Former Minneapolis police officer Derek Chauvin was convicted Tuesday on all three counts that were filed against him in the death of George Floyd last May.
The jury deliberated for less than a day in making their decision to find him guilty of second-degree unintentional murder, third-degree murder and second-degree manslaughter.
As of late Tuesday afternoon, there was calm and peace in the Twin Cities of Minneapolis and St. Paul, which had been on edge waiting for the jury’s verdict.
Schools and sports activities were cancelled, and businesses throughout downtown Minneapolis and the Uptown area of Minneapolis were shut down and completely boarded up, in anticipation of the riots that would have certainly followed if there was not a guilty verdict.
Floyd’s family attorney released a prepared statement that said “Painfully earned justice has arrived for George Floyd’s family and the community here in Minneapolis, but today’s verdict goes far beyond this city and has significant implications for the country and even the world. Justice for Black America is justice for all of America.”
The jurors had to decide between the claims the prosecution made that excessive force was used by Chauvin, or the defense’s version of the events that Chauvin was following his training when he arrested Floyd, who was unruly at the time, and died of cardiac arrest from drugs in his system.

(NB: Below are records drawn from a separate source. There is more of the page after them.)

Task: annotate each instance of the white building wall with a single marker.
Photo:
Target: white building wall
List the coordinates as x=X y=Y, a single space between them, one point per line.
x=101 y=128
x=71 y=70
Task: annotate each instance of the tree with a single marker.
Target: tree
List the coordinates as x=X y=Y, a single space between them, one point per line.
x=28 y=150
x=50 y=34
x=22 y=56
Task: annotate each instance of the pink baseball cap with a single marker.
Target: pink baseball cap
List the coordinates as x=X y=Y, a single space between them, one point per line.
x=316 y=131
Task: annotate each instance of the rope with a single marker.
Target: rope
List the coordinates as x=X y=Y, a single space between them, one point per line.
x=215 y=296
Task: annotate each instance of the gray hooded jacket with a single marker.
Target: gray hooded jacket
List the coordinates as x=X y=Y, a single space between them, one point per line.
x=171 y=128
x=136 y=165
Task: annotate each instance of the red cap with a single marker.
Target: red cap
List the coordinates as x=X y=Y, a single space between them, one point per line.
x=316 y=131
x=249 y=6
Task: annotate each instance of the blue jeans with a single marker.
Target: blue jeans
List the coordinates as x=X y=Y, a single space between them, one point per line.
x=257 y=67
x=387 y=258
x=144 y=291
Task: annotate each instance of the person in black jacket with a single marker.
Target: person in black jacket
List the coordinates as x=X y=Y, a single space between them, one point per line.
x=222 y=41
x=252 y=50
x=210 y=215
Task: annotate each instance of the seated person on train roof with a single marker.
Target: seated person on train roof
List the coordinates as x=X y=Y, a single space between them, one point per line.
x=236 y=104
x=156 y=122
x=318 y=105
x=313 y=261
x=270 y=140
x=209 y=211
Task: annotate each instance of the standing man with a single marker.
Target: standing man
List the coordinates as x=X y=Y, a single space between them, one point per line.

What’s next for Chauvin? Second-degree unintentional murder is punishable by up to 40 years in prison. The third-degree conviction can get another 25 years, but in Minnesota, sentencing guidelines will make him only have to serve identical presumptive sentences of up to 12.5 years.
Chauvin will face the maximum penalty for the most severe charge, The judge have to decide if there are aggravating factors, including that the death occurred in front of a child. The guidelines also look at such things as whether he has a prior record, which he doesn’t.